City Hall supervisor sentenced to 18 months in prison for extortion, bribery, and other crimes
A City of Cleveland employee was sentenced to 18 months in prison for extortion, bribery, and other crimes after he accepted below-market improvements on his property from a city contractor he supervised and directed city projects to benefit himself. He was also ordered to pay restitution to the City of Cleveland and the Internal Revenue Service.
Khalil Ewais, 44, previously pleaded guilty to Hobbs Act extortion, receipt of a bribe, federal program theft, making false statements and filing false tax returns.
Ewais worked in the Mayor’s Office of Capital Projects (“MOCAP”) as the construction Section Chief in the Engineering and Construction division. In that capacity, he oversaw construction inspectors who inspect work on the city’s roads, bridges and sidewalks. He had a fiduciary duty to act in the best interests of the city and its citizens.
Ewais also owned and operated Pioneer Engineering, a private engineering and consulting business that did work for private clients.

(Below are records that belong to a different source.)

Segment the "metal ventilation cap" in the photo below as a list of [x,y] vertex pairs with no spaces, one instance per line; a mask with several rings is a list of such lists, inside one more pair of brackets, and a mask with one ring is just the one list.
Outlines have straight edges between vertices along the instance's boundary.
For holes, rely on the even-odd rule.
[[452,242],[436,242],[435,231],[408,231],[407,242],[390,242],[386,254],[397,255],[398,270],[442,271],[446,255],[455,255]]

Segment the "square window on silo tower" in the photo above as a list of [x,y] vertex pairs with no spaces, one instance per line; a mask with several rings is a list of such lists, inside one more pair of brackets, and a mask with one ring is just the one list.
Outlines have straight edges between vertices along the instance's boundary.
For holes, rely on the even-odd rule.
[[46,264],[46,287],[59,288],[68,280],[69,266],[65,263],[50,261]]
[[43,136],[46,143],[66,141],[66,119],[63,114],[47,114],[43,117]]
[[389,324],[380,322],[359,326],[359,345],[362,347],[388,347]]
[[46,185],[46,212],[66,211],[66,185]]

He also, along with his brother and other family members, owned commercial and residential rental properties in and around Cleveland.
Company 1 bid on jobs with the City of Cleveland. In April 2015, it was awarded a contract to perform most of the resurfacing of residential streets in certain wards of Cleveland for two years. Company 1 bid approximately $5.8 million for the work.

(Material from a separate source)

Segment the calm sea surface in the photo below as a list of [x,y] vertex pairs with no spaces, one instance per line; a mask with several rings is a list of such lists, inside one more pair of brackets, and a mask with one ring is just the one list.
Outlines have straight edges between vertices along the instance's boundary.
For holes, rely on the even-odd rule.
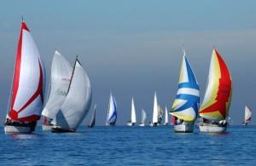
[[0,130],[1,165],[256,165],[256,126],[222,135],[173,133],[172,126],[80,127],[33,135]]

Ewais, in his job with the city, had input into whether Company 1 received additional contracts from the city. Company 1 could not receive payment for the work it did until Ewais certified it was done appropriately. He could also direct Company 1 to complete “corrective work” which would cost the company additional time and money.
In August 2016, Ewais contacted multiple companies, including Company 1, about paving the parking lot adjacent to Captain’s Grill, a property at 6104 Storer Ave. that he and his brother owned. Quotes for the work ranged from $48,923 to $59,152. Another contractor that Ewais supervised as part of the residential streets project declined to bid.
Ewais contacted an owner of Company 1 on August 10, 2016, about the estimate for the parking lot and said “I need it to be in the $25K range.” The owner quickly responded, “I will do the job for a lump sum of $26,000.”
Even though the parking lot work was a private job for Ewais, he sent an email form his City email address to another City official regarding the sewer connection at the border of Ewais’s property and West 61st Street, and stated that “E&C [MOCAP’s Division of Engineering & Construction] directed the roadway work and the connection fix in the street as part of the E&C Requirement Contract.” In fact, no City agency had directed any roadway work on West 61st Street at that time, and the work was related to Ewais’s private construction project.
Ewais also used his official position to cause the city to pay to repave most of the short public alleyway next to the parking lot, West 62nd Place. Around Oct. 25, 2016, Company 1— at the direction of Ewais — instructed a subcontractor to expand the scope of its work on the parking lot job to include milling and paving the part of West 62nd Place that adjoined the parking lot, but not the short additional distance to reach the home at the end of the alleyway.
In causing the city to pay for repaving most of West 62nd Place, Ewais avoided the established process for selecting streets to be resurfaced. The city, through a contractor, had sought to rate the condition of all the streets in Cleveland leading up to the 2016 resurfacing program. The city’s pavement management group, which included Ewais, met to discuss the lowest-rated streets in each ward to recommend to the City Council members which streets to include as part of the resurfacing program. The list of streets to be resurfaced never included West 62nd Place, which never even received a rating in the evaluation process.
Ewais, without the necessary approvals and authorizations, created a task order to have West 62nd Place, the small alleyway next to the Captain’s Grill parking lot, resurfaced. As a result of Ewais’s actions, the City of Cleveland paid a total for $10,938 to have West 62nd Place resurfaced.
The parking lot work was completed on Nov. 5, 2016, with the parking lot connected to West 62nd Place. Company 1 spent approximately $81,534 to complete the work. Ewais paid $31,336 for the work and Company 1 did not request any further payment.
In December 2017, Ewais lied to federal agents when he was questioned about the repaving of West 62nd Place, falsely claiming that a Cleveland City Councilperson had selected West 62nd Place to be repaved.
Ewais also filed false tax returns in which he failed to report all of his income from his rental properties.
This case was investigated by the Federal Bureau of Investigation, Internal Revenue Service – Criminal Investigations, the U.S. Department of Housing and Urban Development – Office of Inspector General and the Cleveland Division of Police. It was prosecuted by Assistant U.S. Attorneys Chelsea S. Rice and Elliot Morrison.